Personal context plays an important factor in whether the
gig economy is beneficial and provides flexibility to workers or not. It can be
argued that millennials are the “beneficiaries and victims” of the gig economy
and zero hour contracts because it offers them the flexibility to work around
their studies and choose when and how many hours they would like to work
(Parkinson, 2017).Uber in their research found that people choose to work with
the company so that they have more control and around “11% of drivers in the US
are students”, with this number rising every year (Uber Newsroom, 2015). This
is because some students do not have many dependants or major financial
responsibilities and therefore the gig economy works to their advantage. Similarly,
for individuals who have been working up until the age of 50 and above zero-hour
contracts and work in the gig economy can be beneficial for them as it can offer
a “flexible transition from full-time work to retirement” (Monaghan,2017). However,
the flexibility and value of the gig economy and zero-hour contracts does not
apply equally to everyone in society.

The gig economy is a “labour market that is characterised by
short-term contracts and freelance work, rather than permanent jobs” (Wilson,
2017). Work in the gig economy includes “crowd work” which is work that is
completed via the internet and, “work on-demand via apps” where apps manage
traditional jobs such as “transport, cleaning and admin work” (De Stefano,
2015, pp.2). Whereas in zero-hour contracts the employer “is not obliged to
provide any minimum working hours and the worker is not obliged to accept any
working hours” (Acas,2017). The changing context of work means that
contemporary organisations are based on “neo-liberal global economic thinking”

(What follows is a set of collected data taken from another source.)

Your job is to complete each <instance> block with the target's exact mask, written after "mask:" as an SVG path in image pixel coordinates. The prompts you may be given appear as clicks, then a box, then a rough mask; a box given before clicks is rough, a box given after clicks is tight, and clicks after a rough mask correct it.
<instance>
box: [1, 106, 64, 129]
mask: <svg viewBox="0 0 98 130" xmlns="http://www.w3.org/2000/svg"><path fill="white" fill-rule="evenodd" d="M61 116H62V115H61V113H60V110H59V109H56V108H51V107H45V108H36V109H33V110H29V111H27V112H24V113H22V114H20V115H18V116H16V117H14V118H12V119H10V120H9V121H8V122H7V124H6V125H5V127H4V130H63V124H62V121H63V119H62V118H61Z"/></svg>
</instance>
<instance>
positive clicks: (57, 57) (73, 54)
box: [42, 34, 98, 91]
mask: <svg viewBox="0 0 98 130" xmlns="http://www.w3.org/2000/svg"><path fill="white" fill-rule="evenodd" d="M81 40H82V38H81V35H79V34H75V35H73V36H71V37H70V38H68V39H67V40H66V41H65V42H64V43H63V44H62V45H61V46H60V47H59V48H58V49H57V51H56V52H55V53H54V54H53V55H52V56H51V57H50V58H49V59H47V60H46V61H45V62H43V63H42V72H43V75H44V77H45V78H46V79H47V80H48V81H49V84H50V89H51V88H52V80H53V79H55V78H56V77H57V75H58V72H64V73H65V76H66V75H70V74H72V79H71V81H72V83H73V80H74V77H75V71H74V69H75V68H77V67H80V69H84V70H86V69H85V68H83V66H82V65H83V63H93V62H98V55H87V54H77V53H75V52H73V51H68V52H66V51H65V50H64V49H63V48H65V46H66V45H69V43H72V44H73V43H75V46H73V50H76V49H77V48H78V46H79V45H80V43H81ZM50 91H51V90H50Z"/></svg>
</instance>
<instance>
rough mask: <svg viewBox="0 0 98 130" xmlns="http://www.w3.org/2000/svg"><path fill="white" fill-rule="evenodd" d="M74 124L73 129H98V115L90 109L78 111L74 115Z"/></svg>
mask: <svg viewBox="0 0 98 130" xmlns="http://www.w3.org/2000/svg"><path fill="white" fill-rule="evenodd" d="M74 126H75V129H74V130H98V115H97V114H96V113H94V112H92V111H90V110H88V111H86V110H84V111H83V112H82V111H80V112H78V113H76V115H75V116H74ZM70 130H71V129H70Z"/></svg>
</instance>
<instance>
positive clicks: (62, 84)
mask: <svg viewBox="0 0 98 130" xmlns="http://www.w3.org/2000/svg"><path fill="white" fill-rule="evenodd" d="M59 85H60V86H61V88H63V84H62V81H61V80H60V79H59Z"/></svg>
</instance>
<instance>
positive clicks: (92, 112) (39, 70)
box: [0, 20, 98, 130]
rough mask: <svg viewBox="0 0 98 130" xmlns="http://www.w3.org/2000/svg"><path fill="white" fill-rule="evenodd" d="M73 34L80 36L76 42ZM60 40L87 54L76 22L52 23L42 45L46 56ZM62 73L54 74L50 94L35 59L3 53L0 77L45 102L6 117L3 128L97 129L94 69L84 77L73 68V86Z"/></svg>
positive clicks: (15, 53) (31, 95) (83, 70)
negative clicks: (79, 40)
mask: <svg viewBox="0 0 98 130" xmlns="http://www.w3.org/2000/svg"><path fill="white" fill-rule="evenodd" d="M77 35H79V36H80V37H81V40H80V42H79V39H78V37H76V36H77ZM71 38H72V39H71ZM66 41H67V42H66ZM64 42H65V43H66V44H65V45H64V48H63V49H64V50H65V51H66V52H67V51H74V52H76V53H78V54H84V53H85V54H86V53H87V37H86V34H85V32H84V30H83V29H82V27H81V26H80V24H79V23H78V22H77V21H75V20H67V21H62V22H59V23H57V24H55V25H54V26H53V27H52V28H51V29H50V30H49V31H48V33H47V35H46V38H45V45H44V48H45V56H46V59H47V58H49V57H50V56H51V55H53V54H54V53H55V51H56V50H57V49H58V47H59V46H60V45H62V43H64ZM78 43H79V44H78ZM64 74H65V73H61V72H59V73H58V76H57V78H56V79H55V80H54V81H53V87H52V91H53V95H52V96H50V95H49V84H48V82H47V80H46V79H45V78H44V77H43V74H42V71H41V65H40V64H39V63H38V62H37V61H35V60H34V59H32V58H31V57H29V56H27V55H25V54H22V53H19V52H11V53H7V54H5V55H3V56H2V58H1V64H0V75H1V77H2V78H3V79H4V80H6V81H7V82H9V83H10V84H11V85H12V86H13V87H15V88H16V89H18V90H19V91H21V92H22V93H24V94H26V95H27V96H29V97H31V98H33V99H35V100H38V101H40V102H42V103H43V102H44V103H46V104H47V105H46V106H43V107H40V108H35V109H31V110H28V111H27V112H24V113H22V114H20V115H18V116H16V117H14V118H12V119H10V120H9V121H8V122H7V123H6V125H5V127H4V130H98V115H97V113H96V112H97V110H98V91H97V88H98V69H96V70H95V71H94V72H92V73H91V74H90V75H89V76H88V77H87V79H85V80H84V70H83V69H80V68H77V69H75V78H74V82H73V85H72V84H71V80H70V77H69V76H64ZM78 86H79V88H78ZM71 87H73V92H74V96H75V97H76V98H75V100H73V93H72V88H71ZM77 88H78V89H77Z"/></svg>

(Wilkinson et al 2017, pp.9), where due to an increase in external competition
organisations have adopted changes such as “downsizing, delayering” and
becoming more flexible (Nolan, 2011). Contemporary human resource literature
has focused on the impact of the gig economy and zero-hour contracts on society
and organisations. This essay will draw upon the literature to critically
analyse that the gig economy presents a “double edged sword” and offers
flexibility. However, flexibility and the extent to which it is valuable means
different things for people in the gig economy depending on their individual
circumstances. I will also question the notion of flexibility for workers and
who really benefits from such labour market incentives.